Askeri cunta hem kapitalistlerin hem emperyalist efendilerinin beklentilerini karşılamak, vahşette sınır tanımadı. Açıklanan resmi rakamlara göre o dönem 42 milyon nüfusu olan Türkiye’de 650 bin kişi gözaltına alınıp işkence tezgahlarından geçirildi. 52 bin kişi tutuklandı. 1 milyon 680 bin kişi fişlendi. 230 bin kişi farklı suçlardan yargılandı. Faşist darbe sürecinde 14 kişi hapishanelerde açlık grevinde, 171 kişi işkence sonucunda, 49 kişi idam sehpasında hayatını kaybetmiştir.

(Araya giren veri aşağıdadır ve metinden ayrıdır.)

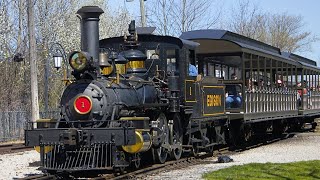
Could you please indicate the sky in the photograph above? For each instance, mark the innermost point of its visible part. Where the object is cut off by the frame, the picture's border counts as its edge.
(308, 9)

Bu rakamlara kaybedilenler ve ‘intihar’ diye yansıtılan infazlar dahil değildir. 30 bin kişi “sakıncalı” olduğu gerekçesiyle işten atıldı. Gazeteler, sendikalar kapatıldı, kitaplar yakıldı. Onlarca sendika lideri idamla yargılandı.

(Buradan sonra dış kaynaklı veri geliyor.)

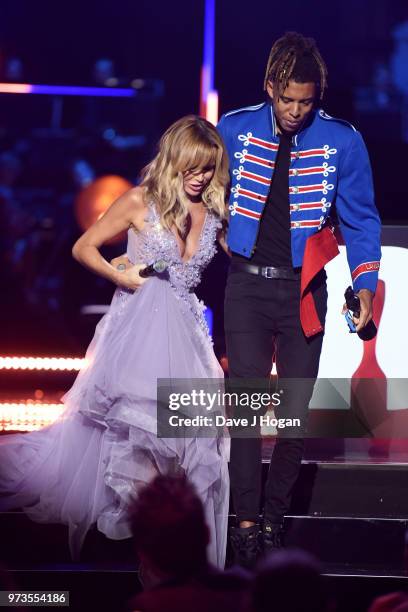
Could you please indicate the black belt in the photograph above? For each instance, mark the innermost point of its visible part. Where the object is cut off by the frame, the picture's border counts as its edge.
(266, 271)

Topluma dayatılan darbe rejimi uyguladığı faşist zorbalığın devamı olan politikalarla düşünmeyen, sorgulamayan, daha gerici, yoz bir nesil yetiştirmeye çalıştı. Şoven, dinci-faşist bir yapılanma olan Aydınlar Ocağı’nın 1979’da gerçekleştirdiği kurultayda kabul ettiği “Türk-İslam” sentezi esas alındı. Faşist darbe ile Kemalizm yeniden yorumlanarak sermaye devletinin resmi ideolojisi haline getirildi. Kabul edilen 82 Anayasası ile bu ideolojiye uygun uygulamalar kalıcılaştırılmaya çalışıldı.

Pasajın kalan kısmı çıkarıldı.